As coisas não estão fáceis para Xavier (Romain Duris), protagonista de O Enigma Chinês. Para quem não o conhece, no entanto, é importante antes apresentá-lo. Está se falando aqui do personagem visto pela primeira vez em Albergue Espanhol (2002), quando, aos 25 anos, saiu da França natal e foi para Barcelona ampliar seus estudos e descobrir o mundo. Lá, entre os colegas com quem dividia a moradia, estava uma inglesa por quem fica atraído (Kelly Reilly), uma belga lésbica (Cécile de France) que se torna sua melhor amiga e a ex-namorada (Audrey Tautou), que surgiu em seu encalço sem aviso prévio. Essa mesma turma ele reencontrou cinco anos depois em Bonecas Russas (2005). Já na faixa dos 30 anos, os desafios a serem enfrentados eram mais sérios e com consequências mais intensas. Agora, mais uma década se passou e ele e suas três mulheres estão novamente reunidos, porém o peso do mundo está mais do que nunca em suas costas.

Vem daí, portanto, o título deste terceiro capítulo da trilogia desenvolvida pelo diretor Cédric Klapisch. Se o albergue do primeiro filme tinha uma nacionalidade muito evidente, no segundo caso a referência eram àquelas bonecas de madeira (ou porcelana) que ficam uma dentro da outra, como se não tivessem fim. É um segredo que revela outra, uma surpresa que abre espaço para a próxima, e assim por diante. Já agora acompanhamos Xavier lidando com os quebra-cabeças da vida, tentando lidar com as adversidades que se impõem constantemente diante dele com a mesma tranquilidade e bom humor de sempre. A presença de Romain Duris, um dos maiores astros do cinema francês atual, à frente do elenco, é uma garantia de qualidade. Ele consegue oferecer uma empatia única, que combina fragilidade e segurança em iguais medidas. O carisma do ator e sua versatilidade em compor os mais diversos tipos contam muito a favor da obra – não à toa, é também alter ego do diretor, estando presente em quase todos os seus filmes.

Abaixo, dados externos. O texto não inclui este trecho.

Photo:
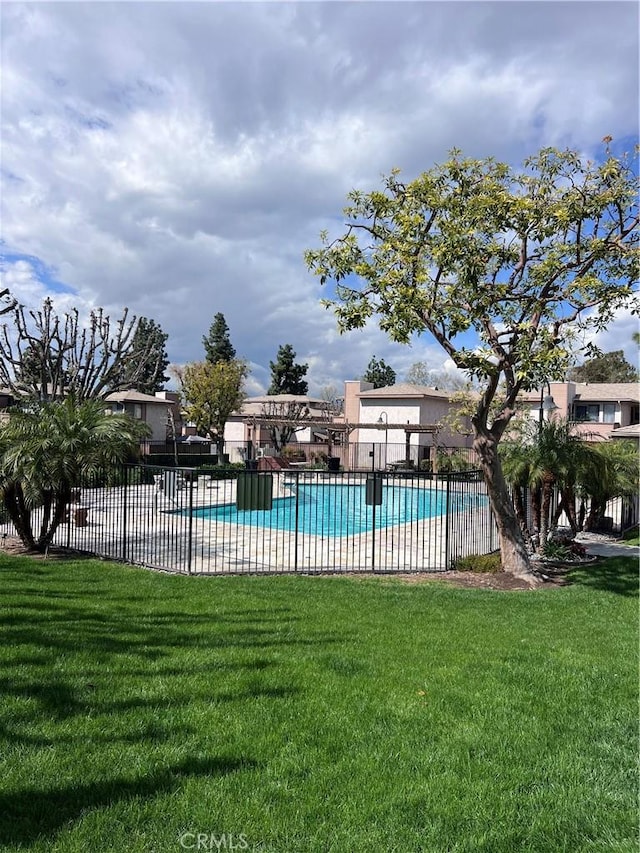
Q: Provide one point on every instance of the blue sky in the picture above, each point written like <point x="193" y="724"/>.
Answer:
<point x="178" y="158"/>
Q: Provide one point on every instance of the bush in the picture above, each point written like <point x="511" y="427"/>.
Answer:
<point x="564" y="549"/>
<point x="481" y="563"/>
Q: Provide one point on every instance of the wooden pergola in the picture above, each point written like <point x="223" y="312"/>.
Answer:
<point x="346" y="427"/>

Se no filme do meio presenciamos Xavier se ajeitando com Wendy (Reilly), O Enigma Chinês tem início com o fim dessa relação. Ela, no entanto, está longe de ter sido descartável para qualquer um dos dois. Assim, quando ela avisa que está apaixonada por outro homem e que pretende deixar Paris para ir morar em Nova York, levando consigo os dois filhos do casal, não lhe sobra muitas opções senão partir junto. Ele acaba indo dormir no sofá de Isabelle (De France), aquela que vê como “um amigo do peito” – e, justamente por isso, quando ela pede seu esperma para poder engravidar, uma recusa será quase impossível. E enquanto tudo isso se desenrola, há os contatos frequentes de Martine (Tautou), que de paixonite casual virou uma grande amiga – o que não quer dizer que uma aproximação eventual possa reverter, novamente, essa situação.

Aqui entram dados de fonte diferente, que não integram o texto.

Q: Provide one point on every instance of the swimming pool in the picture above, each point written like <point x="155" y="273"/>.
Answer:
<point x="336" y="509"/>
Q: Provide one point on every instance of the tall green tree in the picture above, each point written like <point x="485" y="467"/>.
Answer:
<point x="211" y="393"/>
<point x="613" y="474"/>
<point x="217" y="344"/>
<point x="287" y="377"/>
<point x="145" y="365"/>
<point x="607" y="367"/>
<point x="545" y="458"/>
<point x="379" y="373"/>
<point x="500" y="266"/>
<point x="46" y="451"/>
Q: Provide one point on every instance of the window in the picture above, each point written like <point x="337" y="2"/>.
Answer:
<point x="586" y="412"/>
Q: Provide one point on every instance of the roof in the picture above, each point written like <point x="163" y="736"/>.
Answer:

Xavier está trocando de país para ficar perto dos filhos, revendo sua própria situação com os pais, decidindo qual será seu papel diante do filho não nascido que o casal de amigas lésbicas irá criar, e indeciso quanto a possibilidade de um novo – ou velho – amor. E se na França sua situação profissional estava mais ou menos estabelecida como um escritor de sucesso, nos Estados Unidos a realidade será outra. E entre um casamento arranjado para conseguir um green card e um trabalho de meio período como entregador de bicicleta, terá ainda que terminar seu próximo livro e, enfim, retomar suas atividades.

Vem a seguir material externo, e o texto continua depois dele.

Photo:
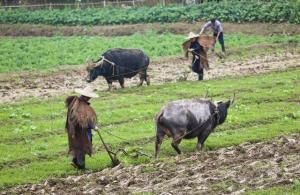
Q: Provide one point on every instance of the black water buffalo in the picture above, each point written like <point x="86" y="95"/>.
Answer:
<point x="189" y="119"/>
<point x="117" y="64"/>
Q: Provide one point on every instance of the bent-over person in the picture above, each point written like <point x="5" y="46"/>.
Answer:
<point x="81" y="119"/>
<point x="195" y="48"/>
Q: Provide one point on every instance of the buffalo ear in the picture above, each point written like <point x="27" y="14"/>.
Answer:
<point x="227" y="104"/>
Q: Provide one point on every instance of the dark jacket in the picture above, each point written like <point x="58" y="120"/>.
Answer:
<point x="196" y="67"/>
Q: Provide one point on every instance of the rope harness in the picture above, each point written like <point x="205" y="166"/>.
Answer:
<point x="114" y="65"/>
<point x="216" y="112"/>
<point x="111" y="63"/>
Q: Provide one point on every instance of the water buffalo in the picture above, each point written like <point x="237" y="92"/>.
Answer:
<point x="117" y="64"/>
<point x="189" y="119"/>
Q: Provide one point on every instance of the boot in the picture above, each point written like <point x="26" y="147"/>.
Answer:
<point x="200" y="77"/>
<point x="223" y="49"/>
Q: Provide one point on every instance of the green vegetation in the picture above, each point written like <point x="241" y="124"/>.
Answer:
<point x="34" y="144"/>
<point x="293" y="189"/>
<point x="40" y="53"/>
<point x="230" y="11"/>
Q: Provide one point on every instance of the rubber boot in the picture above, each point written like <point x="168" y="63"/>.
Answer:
<point x="223" y="48"/>
<point x="200" y="77"/>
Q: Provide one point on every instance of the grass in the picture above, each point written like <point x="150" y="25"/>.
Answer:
<point x="34" y="143"/>
<point x="44" y="53"/>
<point x="293" y="189"/>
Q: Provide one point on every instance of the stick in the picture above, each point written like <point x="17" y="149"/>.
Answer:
<point x="113" y="159"/>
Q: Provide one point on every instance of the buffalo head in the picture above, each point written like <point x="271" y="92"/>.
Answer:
<point x="94" y="69"/>
<point x="222" y="108"/>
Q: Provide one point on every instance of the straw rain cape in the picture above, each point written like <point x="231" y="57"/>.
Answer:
<point x="80" y="117"/>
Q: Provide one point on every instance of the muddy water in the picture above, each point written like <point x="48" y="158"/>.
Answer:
<point x="14" y="87"/>
<point x="231" y="170"/>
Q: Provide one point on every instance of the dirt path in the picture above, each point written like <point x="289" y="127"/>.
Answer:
<point x="17" y="86"/>
<point x="128" y="29"/>
<point x="227" y="170"/>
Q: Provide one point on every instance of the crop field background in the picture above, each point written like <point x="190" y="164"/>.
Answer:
<point x="261" y="67"/>
<point x="34" y="142"/>
<point x="40" y="53"/>
<point x="229" y="11"/>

O Enigma Chinês fala de muita coisa, e através de um ponto de vista masculino que evita com eficiência o viés idiotizado ou infantilóide tão comum em Hollywood. A Nova York que apresenta está longe daquelas de cartão postal, e seus personagens possuem uma profundidade e uma relevância rara de se encontrar no cinema convencional. Repleto de momentos verdadeiramente hilários – o monólogo chinês é simplesmente impagável – e de uma humanidade singular, é um filme que estimula a reflexão ao mesmo tempo em que diverte e entretém, sem ser enfadonho ou leviano em seus argumentos. Um grande acerto, num conjunto de obras que muito provavelmente chega ao fim em seu ponto mais alto.